Ich habe einige Missstände aufgezeigt, aber der Betriebsrat hat nichts unternommen. Daraufhin habe ich mich direkt an die Geschäftsführung gewandt. Zuerst hat mir keiner wirklich zugehört, danach wurde ich milde belächelt, als nächstes wurde mir mit der Kündigung gedroht und zu guterletzt musste ich das Unternehmen verlassen.

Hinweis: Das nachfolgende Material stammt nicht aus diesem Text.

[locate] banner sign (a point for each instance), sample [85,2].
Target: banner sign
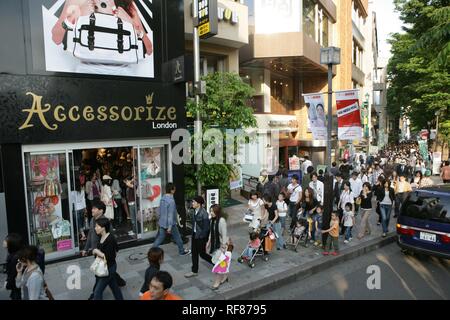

Sowas passiert, wenn man als nicht Betriebsrat versucht die Arbeitsverhältnisse zu verbessern. Derzeit hat dieser Supermarkt keinen Betriebsrat. Und einem Ex-Kollegen und gutem Bekannten, der sich selbst für die neue Wahl aufstellen lassen wollte, wurde mit der Kündigung gedroht. Da er Familie hat und von seinem Job abhängig ist, hat er seine Kandidatur zurück gezogen. Traurig eigentlich!

Ich bin auch der Meinung, dass ein Betriebsrat nicht schlecht für das Unternehmen ist und die Gewinne oder der Umsatz würden auch nicht darunter leiden. Hier geht es um Macht. Manche Unternehmer oder Führungskräfte lassen sich nicht gerne in die Karten schauen, geschweige denn wollen sie sich kritisieren lassen. Ich bin aber überzeugt davon, dass der gleichberechtigte Dialog zwischen Arbeitgebern und Arbeitnehmern eine Verbesserung für beide bringen würde.

Bei der Gelegenheit würde ich euch gerne http://www.kununu.com ans Herz legen. Auf dieser Plattform kann man seinen Arbeitgeber bewerten. Das oben erwähnte Unternehmen wurde dort auch schon bewertet. Auch wenn bis jetzt nur drei Mitrabeiter, einer davon war ich, dies getan haben, spricht ein Gesamtwert von 1.89, bei einer Skala von 1(mangelhaft) bis 5(super), für sich.